This morning I was swimming at the gym where it “all” started. By it “all,” I mean my triathlon journey. In 2009, I found my way to the Concourse Athletic Club, which was located directly below the towering high rise where I used to work. When I walked into that gym in 2009, I was scared, lost and lonely. I had absolutely no fitness about me, and I was so tired. Life was wearing me down.
I found my way to Coach Monster’s indoor cycling class …and now, years later, I am signing up for an Ironman. A real Ironman?
What in the…??
As I looked up from the pool this morning, to the high rise where I used to work… and as I glanced down the lap lane where I first swam only 15 meters and sat up sputtering… I truly appreciated my journey.
When you take your life as a whole and look at chunks of time instead of mere hours, days and weeks… you are likely in one of two frames of mind:
1) Amazed at how far you’ve come; or
2) Disgusted at how far you’ve been gone.
From 1998-2009, I would look back on each previous year and think, Ugh, I was thinner last year. Or, I can’t believe I have wasted this last year. Year after year, I was heartbreaking myself with my own action (or, inaction).
Finding my way to this gym and starting triathlon was about making the committment to look back on my chunks of time and seeing something better. Every year, I want to be better than the last year. And since I have found swimming, biking and running for the past two years I can say, “I am better this year than last.”
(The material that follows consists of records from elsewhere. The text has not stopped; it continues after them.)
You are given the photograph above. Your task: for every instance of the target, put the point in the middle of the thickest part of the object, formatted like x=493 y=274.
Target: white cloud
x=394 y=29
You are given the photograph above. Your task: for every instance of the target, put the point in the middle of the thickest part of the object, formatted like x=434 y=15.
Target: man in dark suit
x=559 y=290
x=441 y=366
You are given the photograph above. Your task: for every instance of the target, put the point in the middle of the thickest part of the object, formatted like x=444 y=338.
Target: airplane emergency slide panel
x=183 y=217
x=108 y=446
Now, I know I won’t necessarily be faster or thinner each year (I hope so, but realistically… maybe not). But as a whole, I hope to see that the prior year made and molded and worked me into a better person, wife, mother, friend and athlete.
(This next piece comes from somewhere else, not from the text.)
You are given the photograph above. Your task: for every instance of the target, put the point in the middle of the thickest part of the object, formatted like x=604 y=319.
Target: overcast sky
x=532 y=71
Today, someone at the gym commented, “OMG, an Ironman? But you have two young kids, and a job? Are you serious?” For a moment, I had a Coeur d’Alene panic attack and these words, He’s right, I can’t do this I can’t do this I can’t do this I can’t can’t can’t… crazy ….where’s the doughnuts and ice cream …I need a drink, bounced around inside my head.
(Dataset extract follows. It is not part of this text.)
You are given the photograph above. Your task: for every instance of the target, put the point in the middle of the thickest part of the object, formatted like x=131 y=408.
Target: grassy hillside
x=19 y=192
But then I realized something…
If back in 2009, I had been able to fast forward my life… to October 2011… I would not have believed it. Me? I would have finished a half Ironman? Ha, yeah right.
What if I could merely have fast forwarded to this morning? I’d be running 4 miles and swimming 3000 yards before work? Okay. Yeah, give me some of that crack you are smoking.
My point being… one day you may be looking up at the same building and seeing your world in a whole new way. Yes, it’s still the same view, but your perspective will completely different. I just hope that the perspective brings on feelings of joy, success and perserverance… not sadness and regret.
For so many years, I wasted time on sadness and regret. I hope to never do so again.
When I die, I want my tombstone to read…
“Here lies Swim Bike Mom.
Since 2009, right now is the first time
that she won’t be better than she was the year before.
At least… here on Earth.”
For now… we move forward, we try harder, and we never give up. That’s the real goal.